Mohon tunggu...
Khoiril Basyar
Khoiril Basyar Mohon Tunggu... Mahasiswa - Mahasiswa

Terus belajar untuk memberi manfaat kepada sesama

Selanjutnya

Tutup

Humaniora Pilihan

(Sebatang Kara) di Usia Senja

12 Januari 2016   06:39 Diperbarui: 12 Januari 2016   08:07 503
+
Laporkan Konten
Laporkan Akun
Kompasiana adalah platform blog. Konten ini menjadi tanggung jawab bloger dan tidak mewakili pandangan redaksi Kompas.

[caption caption="tua renta tak berdaya"][/Bass Photography]Usia tua seharusnya dihabiskan untuk beristirahat dirumah dan bermain dengan cucu-cucunya. Setiap hari dilayani anak dan sudah tidak perlu lagi bekerja untuk memenuhi kebutuhannya. Seharusnya demikian. Tapi itu tidak berlaku bagi nenek berusia 80 tahunan ini. Namanya Sidon, saya sendiri tidak tahu siapa nama aslinya tapi orang orang memanggilnya buyut Sidon.

Beliau tinggal di desa kecil di Kab. Pekalongan, tepatnya di Desa Dadi Rejo, Kec. Tirto. Sebenarnya Desa ini tidak termasuk terbelakang, namun tempat tinggal buyut Sidon berada di tepi sawah dengan hanya ada beberapa tetangga. Jika dibilang sebatang kara, sebenarnya kurang cocok karena beliau memiliki seorang anak. Namun beliau memang tak pernah tinggal bersama sang anak. Beliau sangat mengharapkan dapat memiliki Anak laki-laki yang bisa ia banggakan. Tapi pada kenyataannya tidak demikian, anaknya sama sekali tidak berbakti padanya.

Keluarga anak semata wayangnya itu berantakan, istrinya entah dimana, anaknya kemana juga tidak jelas.

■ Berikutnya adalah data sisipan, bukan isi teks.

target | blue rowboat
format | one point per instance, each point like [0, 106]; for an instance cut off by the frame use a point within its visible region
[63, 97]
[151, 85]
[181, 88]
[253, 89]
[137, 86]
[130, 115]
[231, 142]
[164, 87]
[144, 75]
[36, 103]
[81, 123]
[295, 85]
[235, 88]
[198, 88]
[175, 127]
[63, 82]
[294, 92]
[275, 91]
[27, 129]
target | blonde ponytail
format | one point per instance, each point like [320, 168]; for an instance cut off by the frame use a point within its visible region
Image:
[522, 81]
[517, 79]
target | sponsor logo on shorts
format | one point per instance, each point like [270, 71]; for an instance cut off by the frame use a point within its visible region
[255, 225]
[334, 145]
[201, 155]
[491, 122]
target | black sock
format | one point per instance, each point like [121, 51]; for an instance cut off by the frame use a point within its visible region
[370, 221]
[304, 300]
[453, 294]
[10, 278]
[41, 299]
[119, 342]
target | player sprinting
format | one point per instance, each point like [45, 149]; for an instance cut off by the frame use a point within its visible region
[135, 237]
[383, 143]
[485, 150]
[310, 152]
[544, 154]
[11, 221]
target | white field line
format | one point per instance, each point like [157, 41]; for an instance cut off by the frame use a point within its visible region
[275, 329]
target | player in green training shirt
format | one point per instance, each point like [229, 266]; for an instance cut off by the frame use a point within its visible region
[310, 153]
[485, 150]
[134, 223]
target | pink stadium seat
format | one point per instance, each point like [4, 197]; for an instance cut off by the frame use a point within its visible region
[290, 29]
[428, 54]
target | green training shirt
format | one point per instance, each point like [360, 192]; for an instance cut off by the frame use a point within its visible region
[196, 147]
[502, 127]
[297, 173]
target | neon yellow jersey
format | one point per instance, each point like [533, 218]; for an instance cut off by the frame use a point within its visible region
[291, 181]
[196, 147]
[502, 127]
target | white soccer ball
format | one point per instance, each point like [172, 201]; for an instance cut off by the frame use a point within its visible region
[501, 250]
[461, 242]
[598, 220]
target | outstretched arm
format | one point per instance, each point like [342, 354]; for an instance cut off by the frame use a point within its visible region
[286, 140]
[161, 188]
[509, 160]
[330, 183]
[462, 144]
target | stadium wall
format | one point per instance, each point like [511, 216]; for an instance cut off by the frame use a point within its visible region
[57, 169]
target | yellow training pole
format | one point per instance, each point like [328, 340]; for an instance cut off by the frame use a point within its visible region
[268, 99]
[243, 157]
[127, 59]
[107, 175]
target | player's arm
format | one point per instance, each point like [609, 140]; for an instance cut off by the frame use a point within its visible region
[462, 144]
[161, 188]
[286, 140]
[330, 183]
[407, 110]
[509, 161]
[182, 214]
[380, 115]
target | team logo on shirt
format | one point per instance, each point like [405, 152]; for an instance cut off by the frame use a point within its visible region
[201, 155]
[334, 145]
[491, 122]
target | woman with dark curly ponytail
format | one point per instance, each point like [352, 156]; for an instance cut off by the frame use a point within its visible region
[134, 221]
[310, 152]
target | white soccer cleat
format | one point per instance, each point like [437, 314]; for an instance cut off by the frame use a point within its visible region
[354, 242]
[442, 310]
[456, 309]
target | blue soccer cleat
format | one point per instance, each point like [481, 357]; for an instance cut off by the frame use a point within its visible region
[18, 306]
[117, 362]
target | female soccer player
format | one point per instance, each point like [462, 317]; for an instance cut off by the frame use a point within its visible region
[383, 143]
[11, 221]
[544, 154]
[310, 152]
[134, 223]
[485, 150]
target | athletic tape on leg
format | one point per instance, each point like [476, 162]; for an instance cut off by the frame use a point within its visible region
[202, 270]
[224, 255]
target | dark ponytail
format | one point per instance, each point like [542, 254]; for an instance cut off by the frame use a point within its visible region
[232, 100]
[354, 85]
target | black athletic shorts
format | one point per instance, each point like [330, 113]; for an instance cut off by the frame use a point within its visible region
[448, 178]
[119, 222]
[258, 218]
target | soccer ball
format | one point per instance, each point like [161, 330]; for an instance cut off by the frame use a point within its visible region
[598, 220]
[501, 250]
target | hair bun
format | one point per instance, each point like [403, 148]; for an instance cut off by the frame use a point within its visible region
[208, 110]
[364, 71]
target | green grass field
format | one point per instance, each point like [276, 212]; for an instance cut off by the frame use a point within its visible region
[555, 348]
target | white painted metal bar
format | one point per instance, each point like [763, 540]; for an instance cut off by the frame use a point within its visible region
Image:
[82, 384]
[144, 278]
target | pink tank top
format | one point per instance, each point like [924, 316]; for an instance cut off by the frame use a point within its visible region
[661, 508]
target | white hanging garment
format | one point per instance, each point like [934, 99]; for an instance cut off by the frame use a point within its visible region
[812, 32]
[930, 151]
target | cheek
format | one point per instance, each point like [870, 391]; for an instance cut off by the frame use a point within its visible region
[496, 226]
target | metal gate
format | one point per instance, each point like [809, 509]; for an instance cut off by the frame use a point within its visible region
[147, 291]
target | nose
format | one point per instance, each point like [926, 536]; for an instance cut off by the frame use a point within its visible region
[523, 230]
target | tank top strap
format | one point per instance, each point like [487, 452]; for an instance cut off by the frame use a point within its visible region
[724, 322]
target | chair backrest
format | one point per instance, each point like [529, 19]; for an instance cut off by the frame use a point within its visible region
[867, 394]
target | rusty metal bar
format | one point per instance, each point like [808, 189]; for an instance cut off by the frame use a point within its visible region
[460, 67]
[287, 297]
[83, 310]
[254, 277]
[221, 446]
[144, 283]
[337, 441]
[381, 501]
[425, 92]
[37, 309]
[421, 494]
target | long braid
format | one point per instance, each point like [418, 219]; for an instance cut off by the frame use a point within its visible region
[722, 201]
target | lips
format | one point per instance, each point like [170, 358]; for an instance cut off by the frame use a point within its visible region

Yang lebih tidak jelas lagi adalah pekerjaannya, ia sendiri tidak memiliki pekerjaan. Parahnya lagi ia tidak membantu ibunya malah justru selalu merepotkan. Saya juga sangat miris kenapa ada anak yang tidak merawat ibunya yang sudah tua renta. yang lebih tidak dapat di percaya adalah dia pulang kerumah hanya untuk meminta uang pada ibunya. Ya, dialah Damiri. Anak yang sama sekali tidak memperdulikan ibunya.

Buyut Sidon memang hidup sendiri di gubugnya, mangapa saya sebut gubug? Karena rumah itu tak layak lagi di sebut rumah. Ukurannya memang cukup besar, hampir seukuran dengan rumah yang lain, namun keadaannya sungguh jauh dari kata layak huni. Atap rumah itu masih menggunakan daun kelapa yang di anyam, karena sudah terlalu lama tidak di ganti maka setiap hujan beliau harus pasrah jika banyak diantara atapnya yang bocor. Yang membuat saya kaget, ternyata bagian dapur rumah beliau sudah ambruk. Ini disebabkan karena tiang penyangganya memang sudah tua dan beliau tidak lagi mampu untuk memperbaikinya. Dinding rumahnya juga masih menggunakan bambu yang di anyam atau orang jawa biasa menyebutnya pagar (pager). Keadaan pagarnya juga tak kalah memprihatinkan, banyak dari pengunci pagar yang sudah lepas. Jelas ini sangat membahayakan karena apabila sewaktu waktu angin meniup maka bisa saja rumah itu roboh.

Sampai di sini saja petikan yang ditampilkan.